Sequential Narrative describes art which tells a story in a series of images making use of frames.
Let’s say there are 7 main categories of Narrative art. Narrative art is art which tells a story.
- Monoscenic — represents a single scene with no repetition of characters and only one action taking place
- Sequential — very much like a continuous narrative art with one major difference. The artist uses frames. Each frame is a particular scene during a particular moment.
- Continuous — Continuous narrative art gives clues, provided by the layout itself, about a sequence. Like sequential narrative but without the frames.
- Synoptic — offers the synopsis of a bigger story. You must know a story before you can understand synoptic narrative.
- Simultaneous — has very little visually discernible organisation to those who are not acquainted with its purpose.
- Panoptic — depicts multiple scenes and actions without the repetition of characters. Think of the word ‘panorama’. ‘All-seeing’ (pan + optic)
- Progressive — a single scene in which characters do not repeat. However, multiple actions are taking place to convey a passing of time. A progressive narrative is not to be interpreted as a group of simultaneous events. Progressive narrative art is a sequence dependent on its location. Actions displayed by characters in the narratives compress present and future action into a single image.
These days you find continuous narrative art in comic strips, picture books and story boards.
SEQUENTIAL NARRATIVE IN PICTURE BOOKS
The scene below is from In The Night Kitchen by Maurice Sendak. It looks like a blend between Continuous and Sequential narrative art, because although there is a frame to separate the pictures, the two frames almost seem to form a diptych (but only at first glance — there are two moons after all). I feel this is, overall, an example of Sequential narration.

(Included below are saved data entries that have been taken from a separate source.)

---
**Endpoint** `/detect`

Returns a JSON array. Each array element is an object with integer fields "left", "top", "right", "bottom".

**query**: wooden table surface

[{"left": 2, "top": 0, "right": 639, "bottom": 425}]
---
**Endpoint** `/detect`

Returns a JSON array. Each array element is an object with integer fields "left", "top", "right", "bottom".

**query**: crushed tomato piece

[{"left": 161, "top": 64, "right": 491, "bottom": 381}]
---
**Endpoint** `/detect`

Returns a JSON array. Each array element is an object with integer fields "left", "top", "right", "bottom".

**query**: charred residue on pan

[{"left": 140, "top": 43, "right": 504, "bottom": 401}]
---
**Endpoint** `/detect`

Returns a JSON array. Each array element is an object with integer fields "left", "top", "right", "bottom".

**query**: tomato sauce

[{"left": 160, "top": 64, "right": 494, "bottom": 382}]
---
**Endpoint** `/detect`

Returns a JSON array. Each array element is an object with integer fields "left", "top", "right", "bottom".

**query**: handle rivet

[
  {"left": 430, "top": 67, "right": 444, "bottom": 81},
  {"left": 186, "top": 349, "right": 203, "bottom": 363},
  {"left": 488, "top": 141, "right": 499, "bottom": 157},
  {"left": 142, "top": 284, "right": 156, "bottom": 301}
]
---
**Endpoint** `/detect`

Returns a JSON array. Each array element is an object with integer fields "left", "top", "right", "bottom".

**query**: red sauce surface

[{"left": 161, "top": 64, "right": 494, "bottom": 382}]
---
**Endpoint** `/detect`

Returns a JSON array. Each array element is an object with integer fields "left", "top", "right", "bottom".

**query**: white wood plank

Below, Shirley Hughes has used frames in a similar way. This scene might have been one large scene with no frames, but the frames emphasise the steps taken. She manages to get one smallish group of children from the top of the staircase to outside and down below, in time to see the flying hero do tricks in the air. Notice the teacher is visible at the top and at the bottom, showing that the girl is doing somersaults in the time it takes her classmates to go down the stairs.
Jan Ormerod is also a fan of sequential narrative in her illustrations. See Sunshine, Moonlight, Putting Mummy to Bed. Below Ormerod uses continuous narrative to depict a child getting undressed and dressed. I make use of this same technique to show a child getting ready for bed, but in an interactive picture book app, Midnight Feast.
SEQUENTIAL NARRATIVE IN MOVIE POSTERS
In the movie posters below, notice how the designer has used page divisions — two overlapping characters and then a straight line — to indicate separate scenes in some sort of sequence.
Movie posters these days are rarely as complex, focusing instead on a monoscene. But when movies are marketed with complicated and busy designs, designers can be brutal.
Illustrator Sam Gilbey, who has produced pop culture artwork for properties including Marvel’s Avengers, Teenage Mutant Ninja Turtles, The Karate Kid and Flash Gordon, argues that the introduction of Photoshop may have harmed the industry by making it easier for inexperienced designers to put together collage-style posters without the design skills to back them up.
“Obviously you think of the masters like Richard Amsel, working pre-Photoshop, and you can see how marketing departments have often thought they can now produce something similar internally,” he explains.
Creative Bloq
The keys to achieving a successful busy narrative in a single piece of art:
- Pay attention to where the characters are looking. If they’re all looking at something different for no reason, this will look ill-thought out (and probably is). Eyelines of characters influence eye lines of the viewer. We naturally follow the gaze of other people.
- Pay attention to the colour scheme. This applies to any sort of collage work, but if you’ve copied and pasted art from all over the place (even if that art was created by yourself) you’ll need to use a few colour tricks to bring it all together. Atmospheric perspective and tone will be as important as colour palette.